Want To Maximize Your Climbing Time? Live With Your Parents As Long As Possible
“Nik, get down here!” my mom yelled. “Where is here?” I yelled back. I love being a smartass to my parents. “The bathroom! And don’t get smart with me!” My mom demanded that the tiles around the porcelain throne be clean enough to lick. I had flashbacks of the last time I peed on the bathroom floor. I dropped my head and prepared for ass ripping number 638. In the bathroom, disappointment contorted her face. I wondered why she was pointing her finger and squinting at me this time. Why was she so upset, she was the one who raised me, right? “There are pee drops all around the toilet,” she said. “How do you do this every day? The evidence was all around the bowl. She forced me to bleach the urine off the floor. “Nik,” my mom said, “if you want to live here, you need to stop peeing on the floor.”
Maximizing climbing time is about your money-to-work ratio. Living with my parents increased this ratio significantly for me. Unfortunately, there’s baggage that comes along with such a situation, and there are times when you just need to bite your tongue. Here are some pointers in case you are inspired to move into your old room full of soccer trophies and swimming ribbons:
- Keep the door to your bedroom closed at all times. Parents don’t want you in their house and they certainly don’t want to see how big of a mess you are making of it. The less they see the mess, the longer and happier your stay will be. Use the bedroom as a “happy place,” an escape from parental domination.
Clean up after yourself. The key is to wait until they see you cleaning. What is the point of wiping off the counters if your parents don’t even know you did it?
Get out of the house as much as possible. Parents hate unproductive children. Watching movies, playing video games, and surfing the Internet for the newest V14 at the climbing gym just infuriates them. Go. Climbing.
Run errands for your parents. Buy groceries or pick up random items they need. Adding value as a household member will secure your stay. Let your parental unit know where you are going and ask if they need anything from that destination. For example, when I head to Hueco, I always ask my parents if they need any Prozac from Juarez.
Stay motivated in all parts of your life. Talk about working your way into a high-paying job and the slow-but-steady steps to achieving your goals. Aspire to something so your parents will know you’ll leave the house before you turn 50.
Go on extended climbing trips. This does wonders for your psyche and your parents’ sanity. Long trips provide necessary breaks and relieve an amazing amount of tension in the house.
Spread your part-time work hours over as many days as possible. It sounds better when you are working every day, even if it is only for three hours.
Leave your $316 paycheck on the kitchen counter so your parents will see how poor you are. Poverty will bring the pity out of them. They will never kick you out on such grim funds.
When your parents go out of town, stay in town. This is your time to have free rein and feel like the bachelor/bachelorette that you are. Enjoy every minute of their absence. Pee around the toilet. Have a dozen dirtbags stay on the couch. Drink way too much beer. However, before your parents return, clean the house.
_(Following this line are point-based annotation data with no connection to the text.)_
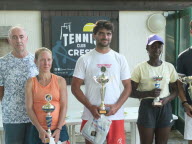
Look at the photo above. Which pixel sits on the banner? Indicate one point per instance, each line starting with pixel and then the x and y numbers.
pixel 72 37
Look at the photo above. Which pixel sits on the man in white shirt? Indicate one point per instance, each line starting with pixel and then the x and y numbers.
pixel 117 68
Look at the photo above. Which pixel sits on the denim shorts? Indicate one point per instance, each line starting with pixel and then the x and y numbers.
pixel 154 117
pixel 63 135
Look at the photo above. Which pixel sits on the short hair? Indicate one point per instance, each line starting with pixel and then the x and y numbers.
pixel 15 27
pixel 39 50
pixel 103 24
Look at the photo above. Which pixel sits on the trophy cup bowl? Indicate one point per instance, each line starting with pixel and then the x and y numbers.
pixel 187 80
pixel 156 101
pixel 48 108
pixel 102 80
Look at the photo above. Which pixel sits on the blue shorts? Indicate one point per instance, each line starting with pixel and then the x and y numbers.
pixel 36 140
pixel 18 133
pixel 154 117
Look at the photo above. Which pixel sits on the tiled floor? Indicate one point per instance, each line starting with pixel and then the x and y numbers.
pixel 175 138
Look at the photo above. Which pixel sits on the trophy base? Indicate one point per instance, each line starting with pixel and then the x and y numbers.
pixel 157 103
pixel 102 111
pixel 47 140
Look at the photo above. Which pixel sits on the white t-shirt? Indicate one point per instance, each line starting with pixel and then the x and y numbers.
pixel 89 66
pixel 143 74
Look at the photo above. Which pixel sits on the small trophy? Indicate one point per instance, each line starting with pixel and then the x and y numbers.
pixel 157 79
pixel 48 108
pixel 187 80
pixel 102 80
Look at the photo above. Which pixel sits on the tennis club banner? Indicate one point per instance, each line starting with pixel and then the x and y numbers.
pixel 72 37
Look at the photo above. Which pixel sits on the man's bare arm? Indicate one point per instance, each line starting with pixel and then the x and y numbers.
pixel 1 92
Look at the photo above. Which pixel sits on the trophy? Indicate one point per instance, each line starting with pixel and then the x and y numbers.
pixel 48 108
pixel 187 80
pixel 102 79
pixel 157 79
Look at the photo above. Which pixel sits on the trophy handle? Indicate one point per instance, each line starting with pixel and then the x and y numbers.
pixel 190 90
pixel 49 121
pixel 182 80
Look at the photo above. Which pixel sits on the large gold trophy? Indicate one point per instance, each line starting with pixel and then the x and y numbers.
pixel 157 79
pixel 48 108
pixel 102 79
pixel 187 80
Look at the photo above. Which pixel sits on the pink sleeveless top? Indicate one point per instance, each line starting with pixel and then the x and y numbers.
pixel 39 92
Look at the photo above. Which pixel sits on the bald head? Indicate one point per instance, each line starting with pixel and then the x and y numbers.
pixel 15 28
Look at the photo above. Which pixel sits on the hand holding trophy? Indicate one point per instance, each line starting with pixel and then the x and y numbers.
pixel 187 80
pixel 48 108
pixel 102 79
pixel 157 79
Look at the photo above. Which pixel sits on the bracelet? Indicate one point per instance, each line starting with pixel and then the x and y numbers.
pixel 184 103
pixel 58 129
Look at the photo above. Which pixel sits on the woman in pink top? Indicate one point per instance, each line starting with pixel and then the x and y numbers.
pixel 36 89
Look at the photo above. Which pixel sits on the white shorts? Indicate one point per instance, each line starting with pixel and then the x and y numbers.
pixel 188 128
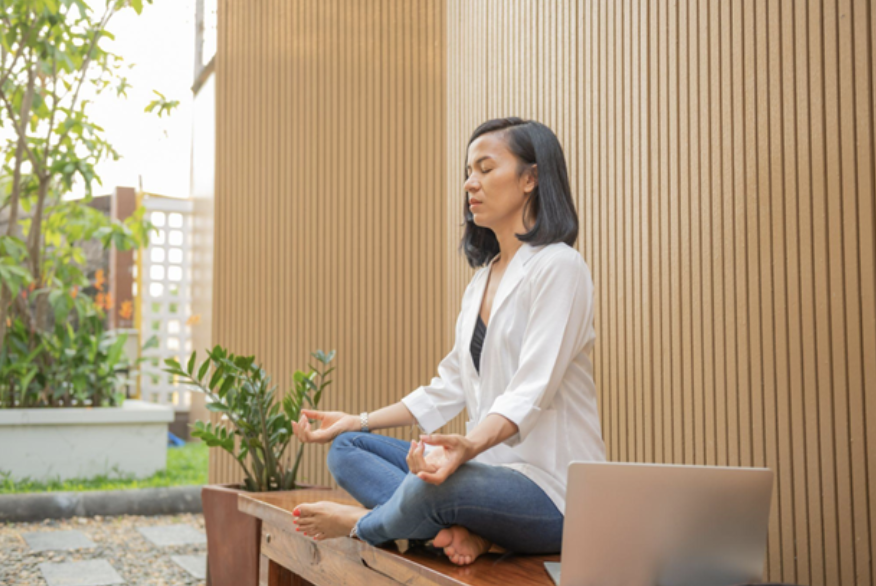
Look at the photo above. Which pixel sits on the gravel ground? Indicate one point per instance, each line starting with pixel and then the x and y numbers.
pixel 117 541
Your mom finding an empty 30 rack of PBR and Fred Beckey on the sofa will guarantee your eviction.
Nothing in life is free. Even living with your parents requires sacrifices. As a 26-year veteran of parent leeching, I have found that nothing will maximize your climbing time more than living with your parents.
One last tip: To keep from peeing on the bathroom floor, go somewhere else. Potted house plants are ideal urinal substitutes.